Another holiday, another heartwarming yet depressing reminder that medical debt continues to plague the nation. Specifically, medical debt can debilitate some of the most low-income, at-need people in the United States. Christian Assembly Church, located in Eagle Rock, California, says it paid off more than $5 million in medical debt for low-income families in the Los Angeles area. People whose debt has been paid off will find out by receiving a letter in the mail.
In this case, the church says it worked with the aptly named RIP Medical Debt. RIP Medical Debt is a nonprofit group that essentially helps donors “buy” debt from providers and debt collectors at a lower rate. The idea is that RIP Medical Debt (and groups like it) buy the debt at a much lower cost than if you were paying back your own bills. RIP Medical Debt is a tax-exempt charity, which means that debt forgiveness is counted as a gift, so individuals don’t have to pay taxes on it.
Tom Hughes, one of the co-pastors of the church, says that more than 5,000 households across 28 neighborhoods will benefit from this debt being paid off. The names aren’t publicly available because of privacy laws, as noted by ABC News. “As they recover from their illness, it will help them get back on their feet and avoid homelessness,” Hughes says of relief recipients in the video embedded below.
The church says it collected about $50,000 from members this year. Interestingly, the church says members donated without knowing the funds were going toward this debt relief project. “I would love to be a fly on the wall for someone whose receiving a notification like this,” church member Blythe Hill told local station KABC.
Here is the video announcement.
This isn’t the only religious organization to pay off medical debt, of course. A few months ago, a Chicago-area church went viral for also paying off about $5 million in the local community’s unpaid medical bills. In Indiana, a church paid off close to $8 million for thousands of families. For people who benefit from these acts, there’s no doubt that the relief is absolutely enormous. It probably changes, and perhaps even saves lives. But no one should be in a position where they’re hoping against hope that a local organization can pay off their debt—this debt shouldn't exist, to begin with, and people certainly shouldn’t be harassed and threatened over it, either.

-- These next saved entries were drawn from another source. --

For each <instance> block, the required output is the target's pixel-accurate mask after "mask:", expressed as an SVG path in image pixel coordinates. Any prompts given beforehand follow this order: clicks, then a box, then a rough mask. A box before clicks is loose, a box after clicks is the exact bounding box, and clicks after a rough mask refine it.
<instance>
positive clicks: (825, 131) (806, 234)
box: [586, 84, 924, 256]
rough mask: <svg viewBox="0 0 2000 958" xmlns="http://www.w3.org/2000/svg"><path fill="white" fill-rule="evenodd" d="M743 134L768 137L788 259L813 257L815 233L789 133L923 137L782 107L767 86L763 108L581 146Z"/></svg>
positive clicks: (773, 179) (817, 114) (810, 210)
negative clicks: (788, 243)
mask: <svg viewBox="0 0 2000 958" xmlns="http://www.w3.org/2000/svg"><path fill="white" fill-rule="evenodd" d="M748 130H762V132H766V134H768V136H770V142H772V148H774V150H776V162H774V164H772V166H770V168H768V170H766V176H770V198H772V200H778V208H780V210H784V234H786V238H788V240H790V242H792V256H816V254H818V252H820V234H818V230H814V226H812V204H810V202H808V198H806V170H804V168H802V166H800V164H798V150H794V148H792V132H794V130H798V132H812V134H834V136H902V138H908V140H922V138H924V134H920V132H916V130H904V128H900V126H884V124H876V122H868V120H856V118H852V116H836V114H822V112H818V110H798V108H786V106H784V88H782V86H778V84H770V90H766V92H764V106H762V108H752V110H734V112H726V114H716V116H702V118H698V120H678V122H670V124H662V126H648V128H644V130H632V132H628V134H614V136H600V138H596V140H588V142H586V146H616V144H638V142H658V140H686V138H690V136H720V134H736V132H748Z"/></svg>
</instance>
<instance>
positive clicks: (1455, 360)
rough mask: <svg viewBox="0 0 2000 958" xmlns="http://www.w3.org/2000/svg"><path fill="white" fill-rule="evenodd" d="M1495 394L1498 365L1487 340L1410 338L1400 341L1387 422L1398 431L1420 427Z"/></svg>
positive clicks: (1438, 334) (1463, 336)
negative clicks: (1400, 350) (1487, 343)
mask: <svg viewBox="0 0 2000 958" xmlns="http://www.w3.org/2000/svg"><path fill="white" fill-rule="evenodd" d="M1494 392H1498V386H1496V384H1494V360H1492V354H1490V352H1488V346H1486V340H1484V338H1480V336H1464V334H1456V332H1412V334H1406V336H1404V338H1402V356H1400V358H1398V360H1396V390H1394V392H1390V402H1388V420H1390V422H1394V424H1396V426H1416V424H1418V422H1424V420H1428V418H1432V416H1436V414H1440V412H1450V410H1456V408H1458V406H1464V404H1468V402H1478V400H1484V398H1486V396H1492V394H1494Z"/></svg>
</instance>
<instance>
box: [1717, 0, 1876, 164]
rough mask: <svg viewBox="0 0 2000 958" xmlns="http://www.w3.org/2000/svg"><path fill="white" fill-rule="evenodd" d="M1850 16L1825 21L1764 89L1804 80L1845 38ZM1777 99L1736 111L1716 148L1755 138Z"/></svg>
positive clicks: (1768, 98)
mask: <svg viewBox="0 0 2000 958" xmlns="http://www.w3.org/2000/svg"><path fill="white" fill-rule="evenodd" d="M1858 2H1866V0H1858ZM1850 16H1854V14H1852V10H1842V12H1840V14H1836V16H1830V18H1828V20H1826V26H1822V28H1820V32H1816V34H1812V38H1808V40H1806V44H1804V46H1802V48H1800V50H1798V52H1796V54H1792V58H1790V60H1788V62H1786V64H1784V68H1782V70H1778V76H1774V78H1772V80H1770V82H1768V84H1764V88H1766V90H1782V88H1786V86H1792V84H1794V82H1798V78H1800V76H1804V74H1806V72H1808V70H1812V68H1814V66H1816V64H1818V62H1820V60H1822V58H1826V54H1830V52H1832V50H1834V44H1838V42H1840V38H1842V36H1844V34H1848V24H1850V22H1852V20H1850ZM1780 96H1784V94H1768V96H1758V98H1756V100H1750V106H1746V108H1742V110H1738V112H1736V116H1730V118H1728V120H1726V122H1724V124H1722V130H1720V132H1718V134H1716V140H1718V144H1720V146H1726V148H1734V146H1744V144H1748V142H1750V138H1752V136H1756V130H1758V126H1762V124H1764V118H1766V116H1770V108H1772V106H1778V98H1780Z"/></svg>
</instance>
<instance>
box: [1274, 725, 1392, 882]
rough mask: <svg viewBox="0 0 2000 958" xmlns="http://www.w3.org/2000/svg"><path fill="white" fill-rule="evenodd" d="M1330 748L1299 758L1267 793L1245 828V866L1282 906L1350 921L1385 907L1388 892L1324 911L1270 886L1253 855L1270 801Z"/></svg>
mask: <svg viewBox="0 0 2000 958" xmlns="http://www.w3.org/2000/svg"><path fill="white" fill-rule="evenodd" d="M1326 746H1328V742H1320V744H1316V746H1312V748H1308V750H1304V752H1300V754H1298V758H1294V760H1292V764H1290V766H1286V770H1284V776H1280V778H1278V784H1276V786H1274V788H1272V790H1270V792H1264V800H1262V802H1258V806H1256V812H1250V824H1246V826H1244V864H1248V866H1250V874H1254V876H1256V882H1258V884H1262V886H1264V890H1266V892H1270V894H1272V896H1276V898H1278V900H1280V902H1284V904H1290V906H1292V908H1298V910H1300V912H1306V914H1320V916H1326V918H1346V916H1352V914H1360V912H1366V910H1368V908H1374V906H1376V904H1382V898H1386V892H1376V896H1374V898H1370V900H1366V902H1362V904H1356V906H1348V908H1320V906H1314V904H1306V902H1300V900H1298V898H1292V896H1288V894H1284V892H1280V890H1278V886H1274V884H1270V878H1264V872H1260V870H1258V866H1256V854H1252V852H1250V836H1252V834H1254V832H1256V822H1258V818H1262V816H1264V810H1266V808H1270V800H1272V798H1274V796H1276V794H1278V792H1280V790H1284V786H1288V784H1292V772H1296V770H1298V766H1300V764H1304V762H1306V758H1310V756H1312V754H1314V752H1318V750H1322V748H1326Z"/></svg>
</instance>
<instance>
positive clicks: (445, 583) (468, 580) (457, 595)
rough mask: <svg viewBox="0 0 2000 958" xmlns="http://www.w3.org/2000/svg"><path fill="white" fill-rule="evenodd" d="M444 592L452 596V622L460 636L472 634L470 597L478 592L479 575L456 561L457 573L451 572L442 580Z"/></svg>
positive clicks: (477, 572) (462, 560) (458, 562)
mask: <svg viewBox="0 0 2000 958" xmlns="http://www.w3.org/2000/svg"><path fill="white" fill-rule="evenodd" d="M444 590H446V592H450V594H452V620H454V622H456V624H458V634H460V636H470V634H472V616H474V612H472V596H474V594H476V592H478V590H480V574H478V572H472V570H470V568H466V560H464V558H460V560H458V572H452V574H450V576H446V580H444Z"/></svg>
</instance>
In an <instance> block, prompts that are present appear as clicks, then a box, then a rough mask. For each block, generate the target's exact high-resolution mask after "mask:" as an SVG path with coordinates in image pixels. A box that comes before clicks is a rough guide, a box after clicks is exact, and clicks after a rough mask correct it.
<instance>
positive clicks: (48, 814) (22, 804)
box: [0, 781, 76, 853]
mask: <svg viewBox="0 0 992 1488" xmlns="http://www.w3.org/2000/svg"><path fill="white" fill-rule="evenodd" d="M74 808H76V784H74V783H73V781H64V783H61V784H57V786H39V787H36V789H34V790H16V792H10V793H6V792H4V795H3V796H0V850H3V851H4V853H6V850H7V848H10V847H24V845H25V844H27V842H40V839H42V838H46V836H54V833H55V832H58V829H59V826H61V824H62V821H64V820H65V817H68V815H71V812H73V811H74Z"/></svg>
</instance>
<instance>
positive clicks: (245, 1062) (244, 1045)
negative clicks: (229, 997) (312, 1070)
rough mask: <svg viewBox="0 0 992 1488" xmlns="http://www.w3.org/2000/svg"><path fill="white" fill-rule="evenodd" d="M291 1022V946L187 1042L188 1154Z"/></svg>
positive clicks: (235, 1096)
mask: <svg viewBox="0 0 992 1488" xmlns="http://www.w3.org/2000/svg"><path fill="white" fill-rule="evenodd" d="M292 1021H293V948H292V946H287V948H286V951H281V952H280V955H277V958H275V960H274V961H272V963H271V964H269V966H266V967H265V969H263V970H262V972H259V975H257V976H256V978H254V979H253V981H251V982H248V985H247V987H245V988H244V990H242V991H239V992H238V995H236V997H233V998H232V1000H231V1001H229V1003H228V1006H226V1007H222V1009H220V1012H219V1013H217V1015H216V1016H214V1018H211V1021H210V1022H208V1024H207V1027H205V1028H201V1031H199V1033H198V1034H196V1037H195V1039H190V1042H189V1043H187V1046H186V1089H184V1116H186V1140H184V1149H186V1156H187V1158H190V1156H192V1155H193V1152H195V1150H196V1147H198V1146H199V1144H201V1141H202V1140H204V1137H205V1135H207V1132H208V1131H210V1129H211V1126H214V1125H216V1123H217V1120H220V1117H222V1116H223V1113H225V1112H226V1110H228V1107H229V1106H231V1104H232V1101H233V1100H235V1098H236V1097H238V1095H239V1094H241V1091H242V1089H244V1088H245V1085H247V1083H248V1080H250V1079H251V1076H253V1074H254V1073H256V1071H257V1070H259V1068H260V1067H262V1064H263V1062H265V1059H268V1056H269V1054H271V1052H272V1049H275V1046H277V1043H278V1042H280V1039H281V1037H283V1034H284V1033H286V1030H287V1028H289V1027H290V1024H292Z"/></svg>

These stories are heartwarming, and the people who make them realities deserve celebration. They’re doing wonderful things within a structure that none of us, as individuals, can rupture. But in the big picture, we need to keep in mind that no one should be losing sleep—or worse—over medical treatment. Imagine a world without medical debt? Without harassment, targeting, and even the shame associated with mounting bills? Now that would be a relief.
In terms of 2020 hopefuls, Sen. Bernie Sanders released a sweeping plan that outlines how he would like to erase $81 billion in medical debt.